I think any endeavor will fail without a at least some planning, but a polished business plan document is neither a requirement nor guarantor for success. While a business plan will document your ideas and should clearly lay out your value proposition, unless you already have funding secured or a lot of staff, it will be too high level to be actionable. Recommendation: put more effort into the sales strategy and marketing plan.

2. Business plan is a tool for new recruits.

In two of my past startups, the business plan never graced the desk of a VC, but helped tremendously in communicating my goals and ideas to staff and potential partners that I came across. Be sure that your business plan clearly lays out operational details as well as clearly stating your high level concept and strategy.


3. Business plan is the gateway to real capital.


If you dream epic dreams (as starving entrepreneurs typically do) you will eventually want to use your business plan to get money out of potential investors. While small capital <$50K can typically be raised with a good story and a pleasant smile, landing millions of dollars from established VCs will surely take a polished business plan and more.

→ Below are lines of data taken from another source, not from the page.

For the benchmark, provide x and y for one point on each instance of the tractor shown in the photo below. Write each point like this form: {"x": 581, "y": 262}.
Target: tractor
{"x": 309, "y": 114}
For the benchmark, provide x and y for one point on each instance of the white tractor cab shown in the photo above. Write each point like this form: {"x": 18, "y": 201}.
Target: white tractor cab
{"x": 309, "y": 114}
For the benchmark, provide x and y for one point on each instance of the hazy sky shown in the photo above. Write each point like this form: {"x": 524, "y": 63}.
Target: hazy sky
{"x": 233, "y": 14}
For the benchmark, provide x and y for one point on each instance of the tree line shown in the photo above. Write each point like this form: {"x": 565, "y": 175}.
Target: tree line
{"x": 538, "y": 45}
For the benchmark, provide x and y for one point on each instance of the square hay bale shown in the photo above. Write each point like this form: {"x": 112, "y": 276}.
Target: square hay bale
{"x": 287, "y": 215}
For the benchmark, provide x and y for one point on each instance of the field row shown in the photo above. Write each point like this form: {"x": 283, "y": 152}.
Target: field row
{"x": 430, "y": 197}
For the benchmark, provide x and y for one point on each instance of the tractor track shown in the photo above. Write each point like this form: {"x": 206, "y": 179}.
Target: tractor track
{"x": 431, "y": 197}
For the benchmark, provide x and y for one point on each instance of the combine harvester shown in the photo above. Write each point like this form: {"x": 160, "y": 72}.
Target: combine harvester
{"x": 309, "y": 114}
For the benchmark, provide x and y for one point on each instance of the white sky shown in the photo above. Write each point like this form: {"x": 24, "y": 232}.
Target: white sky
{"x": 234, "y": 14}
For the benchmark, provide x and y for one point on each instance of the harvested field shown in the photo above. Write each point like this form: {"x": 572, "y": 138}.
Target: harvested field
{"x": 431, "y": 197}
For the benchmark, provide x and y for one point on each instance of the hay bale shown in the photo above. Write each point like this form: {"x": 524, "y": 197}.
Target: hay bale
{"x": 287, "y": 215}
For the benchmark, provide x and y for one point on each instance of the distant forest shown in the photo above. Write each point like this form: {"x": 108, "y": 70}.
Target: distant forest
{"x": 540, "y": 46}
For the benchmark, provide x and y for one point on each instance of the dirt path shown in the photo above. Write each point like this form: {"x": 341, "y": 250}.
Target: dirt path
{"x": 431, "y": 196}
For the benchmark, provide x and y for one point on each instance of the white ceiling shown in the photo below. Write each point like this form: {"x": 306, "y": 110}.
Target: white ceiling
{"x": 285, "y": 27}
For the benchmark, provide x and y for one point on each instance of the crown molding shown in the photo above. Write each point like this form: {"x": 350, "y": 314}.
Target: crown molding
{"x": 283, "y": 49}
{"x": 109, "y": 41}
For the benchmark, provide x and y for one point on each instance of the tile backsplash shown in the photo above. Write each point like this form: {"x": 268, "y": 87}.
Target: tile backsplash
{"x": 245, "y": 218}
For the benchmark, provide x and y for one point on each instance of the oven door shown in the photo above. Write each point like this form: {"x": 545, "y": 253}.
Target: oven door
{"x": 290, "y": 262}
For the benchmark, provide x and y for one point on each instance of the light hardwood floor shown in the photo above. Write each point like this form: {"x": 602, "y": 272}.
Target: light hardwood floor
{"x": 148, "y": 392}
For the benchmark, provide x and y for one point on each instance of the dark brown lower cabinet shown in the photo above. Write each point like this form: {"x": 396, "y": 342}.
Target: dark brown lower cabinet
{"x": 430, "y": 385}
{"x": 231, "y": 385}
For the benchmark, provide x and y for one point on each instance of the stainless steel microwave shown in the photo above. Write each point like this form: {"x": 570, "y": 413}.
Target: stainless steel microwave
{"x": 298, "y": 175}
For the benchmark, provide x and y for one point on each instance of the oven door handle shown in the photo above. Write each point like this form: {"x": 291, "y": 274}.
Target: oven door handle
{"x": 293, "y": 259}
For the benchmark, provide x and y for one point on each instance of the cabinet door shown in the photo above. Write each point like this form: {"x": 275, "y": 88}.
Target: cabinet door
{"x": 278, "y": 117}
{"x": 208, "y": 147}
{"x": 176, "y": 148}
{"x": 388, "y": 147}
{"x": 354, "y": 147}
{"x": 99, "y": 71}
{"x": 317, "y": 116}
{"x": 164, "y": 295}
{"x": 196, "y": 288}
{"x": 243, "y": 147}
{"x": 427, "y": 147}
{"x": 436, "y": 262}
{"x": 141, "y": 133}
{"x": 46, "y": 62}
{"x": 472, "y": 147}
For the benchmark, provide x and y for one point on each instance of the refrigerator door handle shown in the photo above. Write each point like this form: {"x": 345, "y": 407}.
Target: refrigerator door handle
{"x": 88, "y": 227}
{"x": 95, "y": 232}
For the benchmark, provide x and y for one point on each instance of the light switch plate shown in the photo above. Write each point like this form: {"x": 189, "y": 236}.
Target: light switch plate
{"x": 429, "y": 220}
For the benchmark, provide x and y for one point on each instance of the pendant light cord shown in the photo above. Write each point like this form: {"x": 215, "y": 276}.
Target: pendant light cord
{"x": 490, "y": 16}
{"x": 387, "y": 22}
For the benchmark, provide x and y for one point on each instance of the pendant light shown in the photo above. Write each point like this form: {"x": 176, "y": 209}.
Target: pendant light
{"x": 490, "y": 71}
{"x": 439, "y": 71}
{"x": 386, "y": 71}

4. A business plan is a living document that changes with the organization.

When you do get up and running, don't throw the business plan away, or let it collect dust. Keep it as a document that changes with your organization and catalogues your successes and failures -- not only to show your readers how effective you are, but to keep for lessens learned and best practices in your next venture.

So how does one go about putting a business plan together? Typically with one of two tools -- a normal word processor (Microsoft word) or else a specialized business plan builder
(Business plan pro). In my experience, the specialized editors work well if your scheme fits the mold of other mainstream businesses, like selling a product or service domestically through established channels, or if you are in the early stages of you plan. A wordprocesser is typically better if your plan is fundamentally different from established businesses -- different channel strategy, different structure, global base, as your items may not be the ones offered to you by the template.

I have found that a good way to go is to use the template offered by business plan pro, and then edit the output in word until you like it.

Final Steps: Finishing

In the end, you are presenting more than your ideas, you are presenting yourself. Carry your brand through your document by finishing it in a way that defines it and you in exactly the way you want. Have relevant graphics in a layout that guides the viewers through your steps, and that makes the entire document easy to read. Pick a nice font, keep a consistent color theme, print on nice paper. Make sure that your brand is well defined and smells like success.

Do you have any other tips on a good bplan? Please share.

Happy Holidays, and a Prosperous New Year.